До встречи на вершине советской пирамиды власти я прошел долгий и витиеватый путь. Повороты не только разочаровывали, но заставляли улыбаться, причем порою весьма болезненно. Я убедился, что мир политики, по сути, неподконтролен и мы только делаем вид, что стоит поменять шофера, как удастся избежать частых поездок на край бездны, от которых волосы встают дыбом. Факт встречи с Горбачевым был достаточно необычен, хотя вписывался в логику моей жизни.

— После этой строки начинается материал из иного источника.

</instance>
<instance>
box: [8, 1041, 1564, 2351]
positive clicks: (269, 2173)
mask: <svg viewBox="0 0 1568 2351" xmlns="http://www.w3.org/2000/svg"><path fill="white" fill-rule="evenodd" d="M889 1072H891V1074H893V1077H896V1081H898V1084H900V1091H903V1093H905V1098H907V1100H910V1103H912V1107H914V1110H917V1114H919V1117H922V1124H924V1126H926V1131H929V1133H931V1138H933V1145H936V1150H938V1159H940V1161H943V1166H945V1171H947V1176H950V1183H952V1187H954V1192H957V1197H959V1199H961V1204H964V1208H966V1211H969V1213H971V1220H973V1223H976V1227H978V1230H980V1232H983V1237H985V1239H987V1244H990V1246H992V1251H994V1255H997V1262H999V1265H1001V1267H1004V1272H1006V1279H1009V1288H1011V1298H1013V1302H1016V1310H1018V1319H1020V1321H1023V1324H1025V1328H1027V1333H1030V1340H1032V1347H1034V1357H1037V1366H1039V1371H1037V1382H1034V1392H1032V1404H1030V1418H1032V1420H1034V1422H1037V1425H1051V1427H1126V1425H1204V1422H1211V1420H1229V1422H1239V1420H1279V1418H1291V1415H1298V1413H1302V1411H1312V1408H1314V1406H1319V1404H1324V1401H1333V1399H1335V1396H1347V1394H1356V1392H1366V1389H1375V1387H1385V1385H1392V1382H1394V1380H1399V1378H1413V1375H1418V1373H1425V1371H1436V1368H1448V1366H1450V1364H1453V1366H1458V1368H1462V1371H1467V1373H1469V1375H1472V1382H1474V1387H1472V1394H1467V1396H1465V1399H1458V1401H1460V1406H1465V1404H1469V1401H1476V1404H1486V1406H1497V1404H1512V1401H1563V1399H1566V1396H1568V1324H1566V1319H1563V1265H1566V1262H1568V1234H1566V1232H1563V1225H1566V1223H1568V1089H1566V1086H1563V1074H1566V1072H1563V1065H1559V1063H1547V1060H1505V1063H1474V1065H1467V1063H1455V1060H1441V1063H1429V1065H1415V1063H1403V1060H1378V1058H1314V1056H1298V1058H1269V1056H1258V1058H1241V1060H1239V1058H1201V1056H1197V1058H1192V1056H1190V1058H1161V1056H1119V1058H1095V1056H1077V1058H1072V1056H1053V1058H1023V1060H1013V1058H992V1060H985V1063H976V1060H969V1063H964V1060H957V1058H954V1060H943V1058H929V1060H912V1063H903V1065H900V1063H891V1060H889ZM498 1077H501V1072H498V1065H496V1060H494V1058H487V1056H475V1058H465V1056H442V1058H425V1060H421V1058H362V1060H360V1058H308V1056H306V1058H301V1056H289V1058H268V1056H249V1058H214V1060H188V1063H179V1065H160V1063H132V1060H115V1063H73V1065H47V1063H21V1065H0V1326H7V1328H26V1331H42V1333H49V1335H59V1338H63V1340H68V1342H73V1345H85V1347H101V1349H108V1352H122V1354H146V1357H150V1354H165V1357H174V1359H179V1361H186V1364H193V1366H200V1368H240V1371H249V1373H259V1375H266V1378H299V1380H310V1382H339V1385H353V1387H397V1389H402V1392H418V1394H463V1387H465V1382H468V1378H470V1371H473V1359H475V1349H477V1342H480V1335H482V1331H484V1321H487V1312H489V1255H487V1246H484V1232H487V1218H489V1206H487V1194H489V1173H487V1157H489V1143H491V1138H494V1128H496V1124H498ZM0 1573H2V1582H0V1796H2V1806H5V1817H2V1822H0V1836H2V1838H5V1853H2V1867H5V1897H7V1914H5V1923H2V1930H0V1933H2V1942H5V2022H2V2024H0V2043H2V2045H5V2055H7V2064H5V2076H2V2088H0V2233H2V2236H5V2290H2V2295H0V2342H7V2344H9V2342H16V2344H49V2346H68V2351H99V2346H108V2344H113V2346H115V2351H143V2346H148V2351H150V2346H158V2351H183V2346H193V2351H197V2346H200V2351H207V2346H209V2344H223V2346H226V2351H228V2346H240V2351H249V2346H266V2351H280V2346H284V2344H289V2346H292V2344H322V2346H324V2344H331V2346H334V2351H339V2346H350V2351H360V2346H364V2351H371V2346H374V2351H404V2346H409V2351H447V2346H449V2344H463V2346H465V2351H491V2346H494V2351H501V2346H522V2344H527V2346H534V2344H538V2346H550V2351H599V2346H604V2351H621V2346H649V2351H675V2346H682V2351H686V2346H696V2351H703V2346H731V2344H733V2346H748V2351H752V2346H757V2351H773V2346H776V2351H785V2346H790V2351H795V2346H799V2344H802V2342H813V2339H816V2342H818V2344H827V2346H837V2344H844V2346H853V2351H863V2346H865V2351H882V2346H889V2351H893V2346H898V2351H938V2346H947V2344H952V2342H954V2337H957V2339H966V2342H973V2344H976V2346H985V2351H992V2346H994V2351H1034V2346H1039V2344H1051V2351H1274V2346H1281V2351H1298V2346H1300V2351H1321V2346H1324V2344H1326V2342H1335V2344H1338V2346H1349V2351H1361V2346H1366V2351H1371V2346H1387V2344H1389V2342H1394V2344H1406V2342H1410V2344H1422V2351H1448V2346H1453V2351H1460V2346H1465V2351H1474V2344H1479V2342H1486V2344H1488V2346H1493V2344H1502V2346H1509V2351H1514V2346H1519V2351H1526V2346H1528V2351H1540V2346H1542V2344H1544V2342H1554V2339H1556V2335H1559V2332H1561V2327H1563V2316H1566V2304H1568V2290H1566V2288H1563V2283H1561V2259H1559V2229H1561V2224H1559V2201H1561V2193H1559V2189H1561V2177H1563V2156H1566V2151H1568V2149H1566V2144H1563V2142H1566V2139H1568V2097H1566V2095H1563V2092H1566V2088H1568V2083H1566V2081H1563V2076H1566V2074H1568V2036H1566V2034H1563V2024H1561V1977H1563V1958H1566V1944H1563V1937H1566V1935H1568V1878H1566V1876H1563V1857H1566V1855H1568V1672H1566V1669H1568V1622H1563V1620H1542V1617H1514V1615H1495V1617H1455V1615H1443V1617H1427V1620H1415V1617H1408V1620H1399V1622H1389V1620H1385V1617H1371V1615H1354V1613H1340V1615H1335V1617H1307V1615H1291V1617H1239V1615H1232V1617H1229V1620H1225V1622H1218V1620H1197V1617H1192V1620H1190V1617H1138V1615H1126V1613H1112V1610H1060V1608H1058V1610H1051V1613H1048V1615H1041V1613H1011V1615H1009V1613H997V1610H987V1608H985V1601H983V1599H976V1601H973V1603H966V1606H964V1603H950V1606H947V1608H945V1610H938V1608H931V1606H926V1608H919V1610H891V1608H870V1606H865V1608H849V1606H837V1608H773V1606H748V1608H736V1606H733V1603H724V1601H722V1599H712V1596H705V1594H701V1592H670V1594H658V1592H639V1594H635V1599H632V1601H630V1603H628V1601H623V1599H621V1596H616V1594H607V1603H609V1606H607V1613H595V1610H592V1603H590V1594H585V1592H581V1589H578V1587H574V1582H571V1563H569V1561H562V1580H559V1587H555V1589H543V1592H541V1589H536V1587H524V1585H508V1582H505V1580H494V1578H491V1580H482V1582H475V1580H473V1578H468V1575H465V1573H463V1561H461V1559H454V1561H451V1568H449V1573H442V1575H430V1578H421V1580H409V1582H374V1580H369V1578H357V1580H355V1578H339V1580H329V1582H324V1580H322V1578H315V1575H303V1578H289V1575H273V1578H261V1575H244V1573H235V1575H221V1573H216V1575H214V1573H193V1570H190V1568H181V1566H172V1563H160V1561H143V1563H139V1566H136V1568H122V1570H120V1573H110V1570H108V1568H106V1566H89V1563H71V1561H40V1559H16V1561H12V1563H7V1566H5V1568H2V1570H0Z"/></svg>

За год до этого я с большой неохотой, уступив настоятельной просьбе моего давнего друга Гаррисона Солсбери, поехал на встречу советских и американских писателей в Вильнюсе, в Литве, где он, большой знаток Советского Союза, возглавлял нашу делегацию в качестве сопредседателя. Группа была весьма разнородна, в нее входили Луис Окинклос, Аллен Гинзберг, Уильям Гэддис, Уильям Гэсс и Чарлз Фуллер. Периодические встречи интеллектуалов двух стран были практически единственным напоминанием о разрядке. Возможно, когда-то они имели политическое значение, однако теперь, на мой взгляд, выродились в пустую формальность. В какой-то момент мне надоело быть подсадной уткой для нападок советской стороны, которая не встречала отпора, пользуясь американским представлением о вежливости. Я нарушил заведенный порядок, когда по существующей договоренности обе стороны должны были рассказывать о своей жизни и работе, а вместо этого советская сторона, представленная не столько писателями, сколько критиками, журналистами и официальными деятелями Союза писателей, обсуждала проблемы американских негров, американских индейцев, порнографии в американской литературе и все в этом духе. Мы проделали слишком большой путь, чтобы позволить так обращаться с собой. В раздражении на никчемность происходящего, я достал материалы ПЕН-клуба о преследовании поэтессы Ирины Ратушинской, которая, будучи больной, находилась в тюрьме из-за нескольких стихотворений, и зачитал их. Как и следовало ожидать, советская сторона расценила это как «вмешательство во внутренние дела». Но я получил представление о степени искренности обеих сторон, что было непросто, когда на все наши вопросы о советской жизни шли одни и те же засахаренные ответы, по которым нельзя было отличить одного советского писателя от другого.